Mr. Minderhoud is a teacher in Covenant Christian High School and a member of Hope Protestant Reformed Church, Walker, Michigan.
Article 12 of our Belgic Confession of Faith begins “We believe that the Father, by the Word, that is, by His Son, hath created of nothing the heaven, the earth, and all creatures as it seemed good unto Him, giving unto every creature its being, shape, form, and several offices to serve its Creator; that He doth also still uphold and govern them by His eternal providence and infinite power, for the service of mankind, to the end that man may serve his God.”
This article of the Belgic Confession is significant because of the many valuable truths of Scripture it brings to our attention. We could look at the truth of Scripture that God created all things by the second person of the Trinity—the Son; that is, that the creation was created by Christ and for Christ.

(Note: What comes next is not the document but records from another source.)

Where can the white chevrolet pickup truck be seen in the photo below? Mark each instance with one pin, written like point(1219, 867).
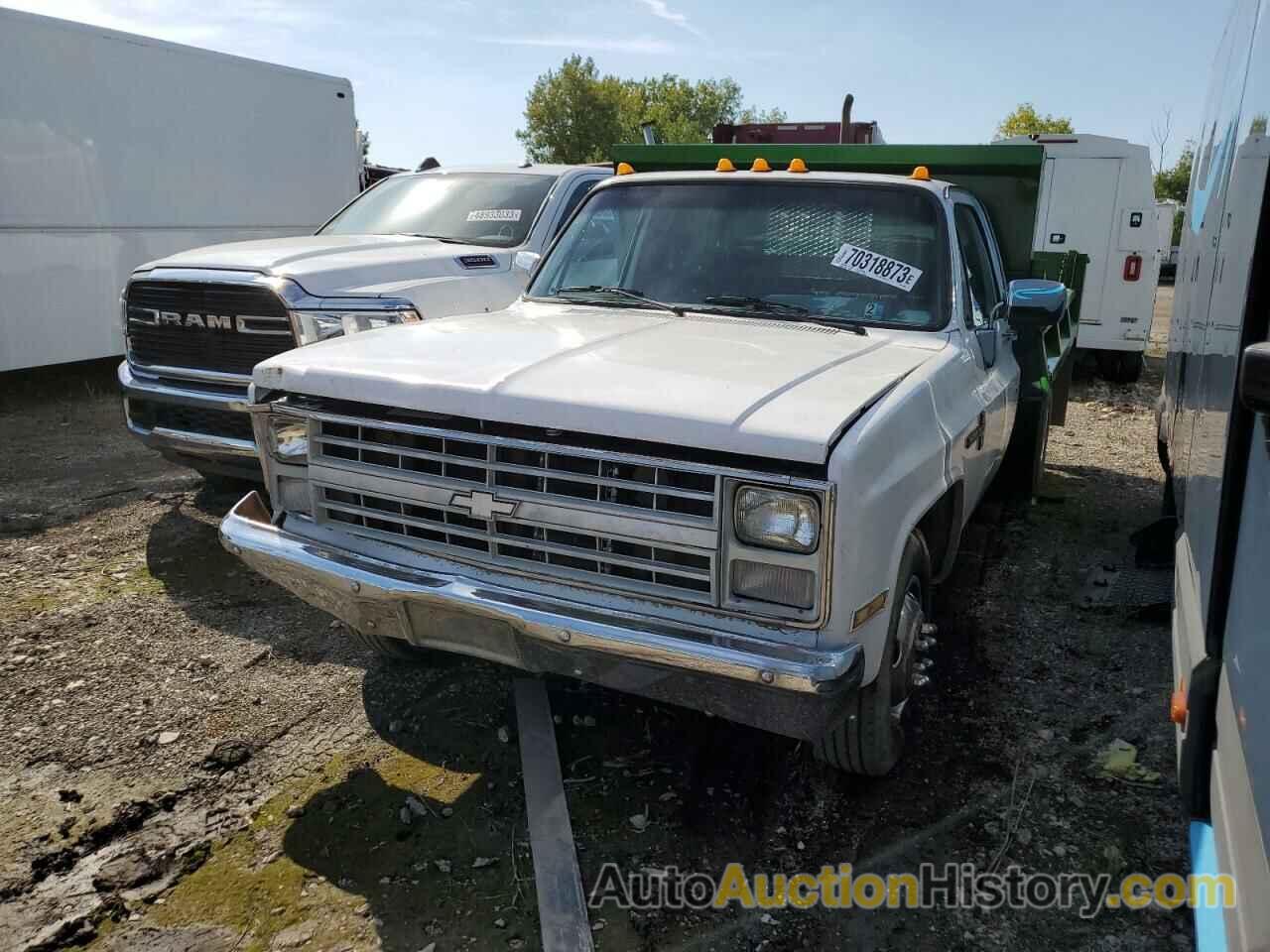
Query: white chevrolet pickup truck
point(717, 453)
point(414, 246)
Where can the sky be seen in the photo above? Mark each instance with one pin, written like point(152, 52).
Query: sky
point(448, 77)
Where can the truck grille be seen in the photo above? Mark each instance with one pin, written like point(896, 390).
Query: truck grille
point(176, 339)
point(595, 517)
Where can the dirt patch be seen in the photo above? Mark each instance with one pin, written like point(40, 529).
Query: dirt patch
point(298, 792)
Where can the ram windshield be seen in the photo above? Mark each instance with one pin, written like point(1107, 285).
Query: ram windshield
point(472, 208)
point(864, 254)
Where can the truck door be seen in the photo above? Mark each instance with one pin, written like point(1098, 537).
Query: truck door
point(994, 371)
point(1080, 214)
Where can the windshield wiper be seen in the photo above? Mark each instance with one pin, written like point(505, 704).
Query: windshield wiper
point(757, 303)
point(775, 309)
point(443, 238)
point(621, 293)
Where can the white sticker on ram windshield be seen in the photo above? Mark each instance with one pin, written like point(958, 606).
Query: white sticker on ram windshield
point(494, 214)
point(889, 271)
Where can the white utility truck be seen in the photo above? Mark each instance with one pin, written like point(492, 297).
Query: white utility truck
point(414, 246)
point(717, 453)
point(1096, 194)
point(117, 149)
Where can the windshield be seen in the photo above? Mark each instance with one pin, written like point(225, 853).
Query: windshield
point(477, 208)
point(855, 253)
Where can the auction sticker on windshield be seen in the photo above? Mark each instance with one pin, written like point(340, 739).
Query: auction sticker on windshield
point(494, 214)
point(889, 271)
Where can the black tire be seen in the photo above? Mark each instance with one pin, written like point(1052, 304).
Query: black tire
point(870, 738)
point(394, 649)
point(1120, 366)
point(1169, 504)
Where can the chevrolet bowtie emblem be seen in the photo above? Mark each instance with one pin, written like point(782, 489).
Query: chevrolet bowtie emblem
point(481, 506)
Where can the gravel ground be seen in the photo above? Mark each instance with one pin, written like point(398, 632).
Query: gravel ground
point(195, 761)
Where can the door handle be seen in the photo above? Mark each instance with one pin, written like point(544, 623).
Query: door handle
point(1255, 377)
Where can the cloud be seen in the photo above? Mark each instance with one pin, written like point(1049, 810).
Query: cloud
point(636, 45)
point(661, 10)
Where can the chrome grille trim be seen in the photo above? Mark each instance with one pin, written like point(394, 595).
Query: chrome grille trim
point(566, 552)
point(601, 518)
point(587, 537)
point(481, 461)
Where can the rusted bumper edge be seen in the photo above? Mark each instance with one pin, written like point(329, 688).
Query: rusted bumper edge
point(780, 688)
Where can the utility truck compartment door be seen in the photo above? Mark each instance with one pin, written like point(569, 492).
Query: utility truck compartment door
point(1080, 193)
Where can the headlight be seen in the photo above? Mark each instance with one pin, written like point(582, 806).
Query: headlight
point(313, 326)
point(776, 520)
point(289, 439)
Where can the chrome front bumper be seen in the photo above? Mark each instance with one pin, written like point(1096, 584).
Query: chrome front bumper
point(203, 451)
point(779, 688)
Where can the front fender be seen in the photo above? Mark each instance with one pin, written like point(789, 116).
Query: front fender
point(890, 467)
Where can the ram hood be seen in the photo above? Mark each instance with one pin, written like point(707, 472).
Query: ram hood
point(735, 385)
point(345, 264)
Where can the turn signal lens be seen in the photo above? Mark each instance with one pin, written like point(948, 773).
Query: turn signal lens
point(774, 583)
point(289, 439)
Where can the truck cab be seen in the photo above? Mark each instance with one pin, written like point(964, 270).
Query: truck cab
point(719, 452)
point(413, 248)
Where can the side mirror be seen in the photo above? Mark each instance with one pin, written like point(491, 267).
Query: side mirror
point(1035, 303)
point(526, 261)
point(1255, 377)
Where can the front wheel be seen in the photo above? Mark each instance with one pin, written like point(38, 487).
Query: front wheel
point(870, 739)
point(1120, 366)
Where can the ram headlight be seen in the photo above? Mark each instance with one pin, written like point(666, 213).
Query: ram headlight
point(289, 439)
point(772, 518)
point(324, 324)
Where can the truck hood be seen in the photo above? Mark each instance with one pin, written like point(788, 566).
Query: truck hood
point(330, 266)
point(734, 385)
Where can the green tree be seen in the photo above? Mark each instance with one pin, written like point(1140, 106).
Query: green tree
point(1025, 121)
point(574, 114)
point(1174, 181)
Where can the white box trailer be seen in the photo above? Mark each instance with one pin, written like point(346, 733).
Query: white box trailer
point(1096, 194)
point(117, 149)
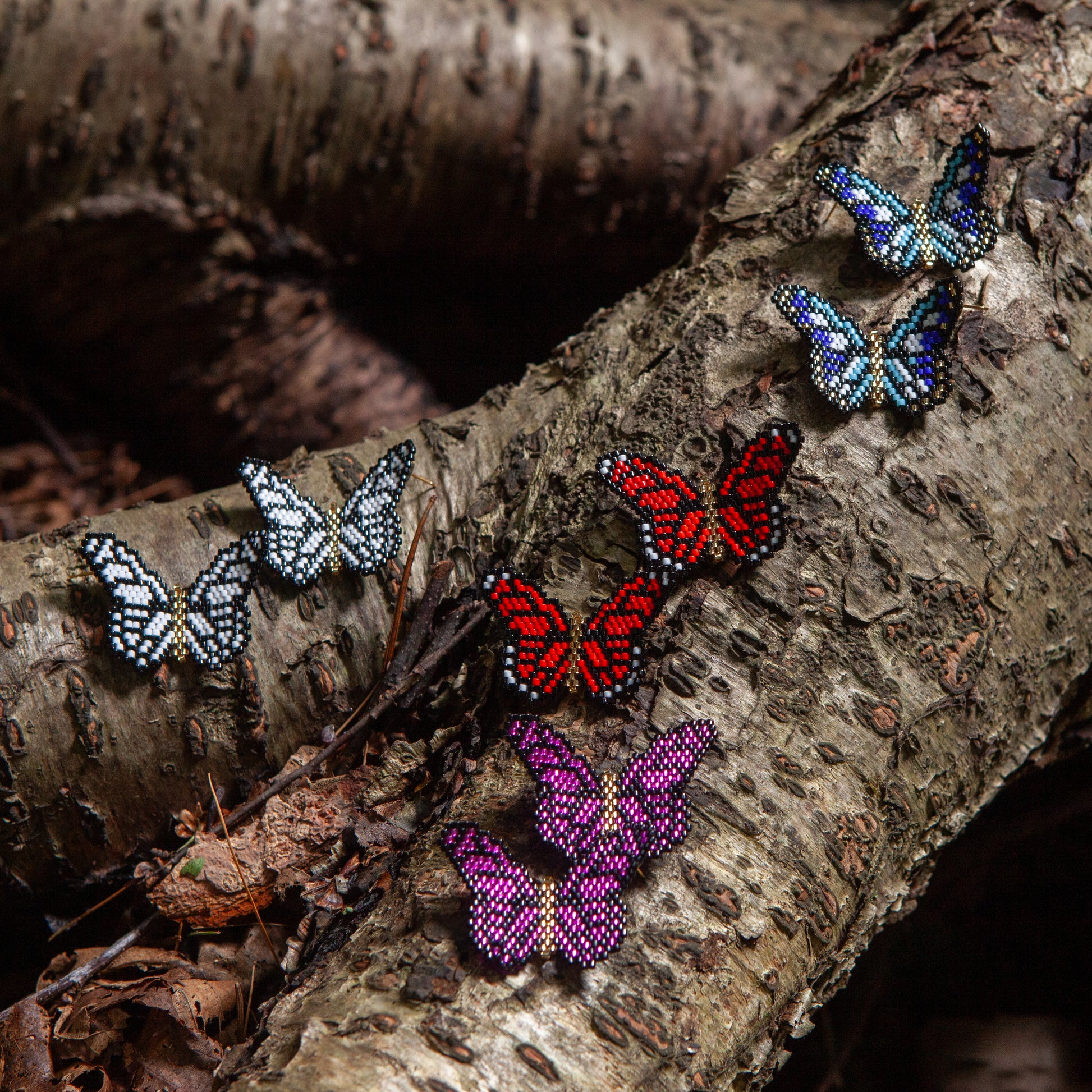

Or we could focus on the truth that God created all things out of nothing—a truth denied by those who hold to any form of evolution. Another perspective of the article that we could consider is the sovereignty of God shown in His creating of all creatures so that nothing can claim to be independent of His work. God’s sovereignty is further demonstrated in that He created “as it seemed good unto Him.” In wisdom He determined how each creature should look and function. Although one could consider Article 12 from many doctrinal points of view, we hope in this article to focus on the truth that God created the entire essence of every creature for the ultimate purpose of His own glory.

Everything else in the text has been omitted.